Bien qu’a un niveau relativement modéré, les inégalités économiques en France ne cessent d’augmenter depuis le milieu des années 2000. Cette tendance peut être souhaitable si elle entraine une amélioration des conditions de vie pour l’ensemble de la population. Cependant, nous venons de voir que les effets positifs des inégalités sur la croissance économique sont loin d’être certains. Au contraire, il semblerait qu’un niveau élevé d’inégalités puisse entrainer un risque de crise économique, une dégradation de l’environnement et du niveau d’éducation d’un pays, une hausse de la criminalité et de l’instabilité politique. Pour ces raisons, il est essentiel de bien comprendre les enjeux liés autour des inégalités et de limiter au maximum la hausse de celles-ci.

Références:

- Alesina A. et Perotti R., 1996, Income Distribution, Political Instability, and Investment, European Economic Review, Vol. 40, No 6, pp. 1203-1228

- Banerjee A. V., Duflo E., 2003, Inequality and Growth: What Can the Data Say?, Journal of Economic Growth, Vol. 8, No. 3, pp. 267-299

- Barro R. J., 1999, Inequality, Growth, and Investment, National Bureau of Economic Research, Working Paper 7038. NBER, Cambridge, MA

- Becker G, 1968, Crime and punishment : an economic approach, Journal of Political Economy, Vol. 76, pp. 169-217

- Bourguignon F., Ferreira F. H. G. et Walton M., 2007,Equity, Efficient and Inequality Traps: A Research Agenda, The Journal of Economic Inequality, Vol. 2005, No 2, pp. 235-256

- Boyce J. K et Torras M., 1998, Income, inequality, and pollution: a reassessment of the environmental Kuznets Curve, Ecological Economics, Vol. 25, No 2, pp. 147–160

- Boyce J.K., 1994, Inequality as a cause of environmental degradation, Ecological Economics, Vol. 11, No 3, pp. 169–178

- Fajnzylber P., Lederman D. et Loayza N., 2002a, What causes violent crime?, European Economic Review, Vol. 46, No 6, pp. 1323-1357

- Fajnzylber P., Lederman D. et Loayza N., 2002b, Inequality and Violent Crime, Journal of Law & Economics, Vol. 45, No 1, pp. 1-40

- Fremeaux N. et Piketty T., 2013, Report on growing inequalities and their impacts in France, 137 p.

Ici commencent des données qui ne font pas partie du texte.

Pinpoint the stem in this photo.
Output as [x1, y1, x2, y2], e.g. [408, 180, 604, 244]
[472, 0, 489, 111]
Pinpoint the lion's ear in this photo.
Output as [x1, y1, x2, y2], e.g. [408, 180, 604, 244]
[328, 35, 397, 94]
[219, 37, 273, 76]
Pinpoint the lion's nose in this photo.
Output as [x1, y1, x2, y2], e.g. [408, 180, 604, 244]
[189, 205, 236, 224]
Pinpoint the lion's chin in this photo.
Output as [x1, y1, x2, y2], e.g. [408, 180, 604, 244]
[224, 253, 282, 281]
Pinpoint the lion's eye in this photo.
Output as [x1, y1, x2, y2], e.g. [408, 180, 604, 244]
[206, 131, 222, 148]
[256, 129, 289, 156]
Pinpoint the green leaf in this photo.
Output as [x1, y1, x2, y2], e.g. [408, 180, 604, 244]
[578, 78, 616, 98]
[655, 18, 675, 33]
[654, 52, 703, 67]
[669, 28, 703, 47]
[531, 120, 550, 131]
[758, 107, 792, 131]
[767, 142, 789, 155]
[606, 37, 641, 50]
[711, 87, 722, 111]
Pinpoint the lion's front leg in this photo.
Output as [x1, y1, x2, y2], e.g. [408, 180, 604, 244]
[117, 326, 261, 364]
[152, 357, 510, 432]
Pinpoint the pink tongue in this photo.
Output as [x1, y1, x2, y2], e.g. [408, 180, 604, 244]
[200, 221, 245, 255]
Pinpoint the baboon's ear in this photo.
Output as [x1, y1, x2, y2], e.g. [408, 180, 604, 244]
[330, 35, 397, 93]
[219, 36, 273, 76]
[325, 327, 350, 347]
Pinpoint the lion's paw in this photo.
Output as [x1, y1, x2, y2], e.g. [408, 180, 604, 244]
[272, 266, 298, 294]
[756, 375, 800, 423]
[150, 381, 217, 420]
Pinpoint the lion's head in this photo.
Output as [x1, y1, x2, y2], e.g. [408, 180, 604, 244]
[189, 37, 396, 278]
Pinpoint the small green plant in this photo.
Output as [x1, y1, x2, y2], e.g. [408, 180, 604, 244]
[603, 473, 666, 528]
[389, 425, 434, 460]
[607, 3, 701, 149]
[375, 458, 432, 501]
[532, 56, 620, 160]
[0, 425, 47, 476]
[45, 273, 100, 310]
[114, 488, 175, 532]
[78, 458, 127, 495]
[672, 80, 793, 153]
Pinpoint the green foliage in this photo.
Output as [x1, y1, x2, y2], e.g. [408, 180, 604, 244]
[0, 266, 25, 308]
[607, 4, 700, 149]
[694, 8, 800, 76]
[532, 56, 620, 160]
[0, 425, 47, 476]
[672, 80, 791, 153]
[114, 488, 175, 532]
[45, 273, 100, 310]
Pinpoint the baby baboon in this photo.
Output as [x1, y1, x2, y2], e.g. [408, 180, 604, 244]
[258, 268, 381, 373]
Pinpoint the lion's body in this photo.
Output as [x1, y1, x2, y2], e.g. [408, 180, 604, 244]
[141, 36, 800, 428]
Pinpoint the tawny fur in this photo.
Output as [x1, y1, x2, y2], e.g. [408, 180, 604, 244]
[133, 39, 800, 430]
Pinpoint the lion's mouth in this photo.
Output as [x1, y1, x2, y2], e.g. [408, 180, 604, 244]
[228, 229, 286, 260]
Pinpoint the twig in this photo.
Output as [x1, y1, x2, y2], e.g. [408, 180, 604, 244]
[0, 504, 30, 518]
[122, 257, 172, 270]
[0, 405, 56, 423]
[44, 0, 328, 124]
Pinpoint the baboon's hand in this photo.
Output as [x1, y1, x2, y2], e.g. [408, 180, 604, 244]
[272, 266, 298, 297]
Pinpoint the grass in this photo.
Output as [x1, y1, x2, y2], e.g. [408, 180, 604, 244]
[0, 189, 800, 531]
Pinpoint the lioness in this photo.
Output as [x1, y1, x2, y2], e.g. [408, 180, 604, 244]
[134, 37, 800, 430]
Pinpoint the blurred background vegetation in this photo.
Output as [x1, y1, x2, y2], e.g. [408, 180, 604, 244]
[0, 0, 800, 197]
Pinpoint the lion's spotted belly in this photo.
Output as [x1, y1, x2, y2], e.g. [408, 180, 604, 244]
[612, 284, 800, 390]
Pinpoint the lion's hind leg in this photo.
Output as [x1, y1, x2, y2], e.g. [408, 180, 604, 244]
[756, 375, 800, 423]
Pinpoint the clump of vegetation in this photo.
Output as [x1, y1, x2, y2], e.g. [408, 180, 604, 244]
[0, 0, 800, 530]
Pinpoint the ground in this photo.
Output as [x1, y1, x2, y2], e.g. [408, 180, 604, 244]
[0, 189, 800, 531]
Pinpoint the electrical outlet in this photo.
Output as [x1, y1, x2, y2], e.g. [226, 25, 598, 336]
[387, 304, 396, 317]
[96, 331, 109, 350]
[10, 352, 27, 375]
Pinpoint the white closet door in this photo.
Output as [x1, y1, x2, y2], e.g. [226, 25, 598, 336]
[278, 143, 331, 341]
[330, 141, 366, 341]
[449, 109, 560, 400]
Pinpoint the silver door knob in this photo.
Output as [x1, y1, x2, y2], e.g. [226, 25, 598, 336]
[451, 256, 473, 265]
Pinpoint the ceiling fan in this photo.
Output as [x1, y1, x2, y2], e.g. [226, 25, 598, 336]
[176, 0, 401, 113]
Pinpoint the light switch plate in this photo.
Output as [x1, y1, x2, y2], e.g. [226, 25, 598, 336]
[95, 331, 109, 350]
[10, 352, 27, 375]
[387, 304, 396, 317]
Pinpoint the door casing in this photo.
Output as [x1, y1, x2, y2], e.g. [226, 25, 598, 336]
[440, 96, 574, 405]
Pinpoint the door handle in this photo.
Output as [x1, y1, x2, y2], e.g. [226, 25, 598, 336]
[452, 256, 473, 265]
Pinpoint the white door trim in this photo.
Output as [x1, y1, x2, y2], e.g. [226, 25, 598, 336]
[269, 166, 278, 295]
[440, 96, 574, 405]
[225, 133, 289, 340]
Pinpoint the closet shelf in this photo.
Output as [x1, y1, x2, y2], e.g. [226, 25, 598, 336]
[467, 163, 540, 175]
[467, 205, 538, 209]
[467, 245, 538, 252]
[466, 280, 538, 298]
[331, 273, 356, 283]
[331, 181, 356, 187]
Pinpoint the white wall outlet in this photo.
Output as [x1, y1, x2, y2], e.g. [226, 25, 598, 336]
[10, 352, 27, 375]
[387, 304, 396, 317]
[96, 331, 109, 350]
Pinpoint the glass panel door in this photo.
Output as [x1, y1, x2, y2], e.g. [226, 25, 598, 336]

- Fobes K., 2000, A Reassessment of the Relationship Between Inequality and Growth, American Economic Review, Vol. 90, No. 4, 869-887

- Kumhof M., Rancière R., 2011, Inequality, Leverage and Crises, CEPR Discussion Papers, Number 8179

- Lévêque C., 2012, Crime et économie, BSI-Economics

- Muller E . N., 1985, Economic inequality, regime spresiveness and political violence, American Sociological Review, Vol. 53, No 1, pp. 56-68

- Thorbecke E. et Charumilind C., 2002, Economic Inequality and Its Socioeconomic Impact, World Development, Vol. 30, No 9, pp. 1477-1495

Notes:

[1] Le coefficient de Gini est un indicateur permettant de mesurer la dispersion des revenus au sein d’une société. Il varie de 0 (situation parfaitement égalitaire) à 1 (situation inégalitaire).

[2] Cet indicateur mesure la part des revenus disponibles par Unité de Consommation détenus par les 20 % les plus riches par rapport à celle détenue par les 20 % les plus modestes. Si l’indicateur augmente, cela signifie que les inégalités croissent.

[3] Le rapport interdécile D9/D1 mesure le rapport entre le niveau de vie des 10 % les plus riches (borne inférieure) et les 10 % les plus pauvres (borne supérieure). En 2010, les 10% les plus riches avaient un niveau de vie 3,6 fois supérieur au 10 % les plus pauvres.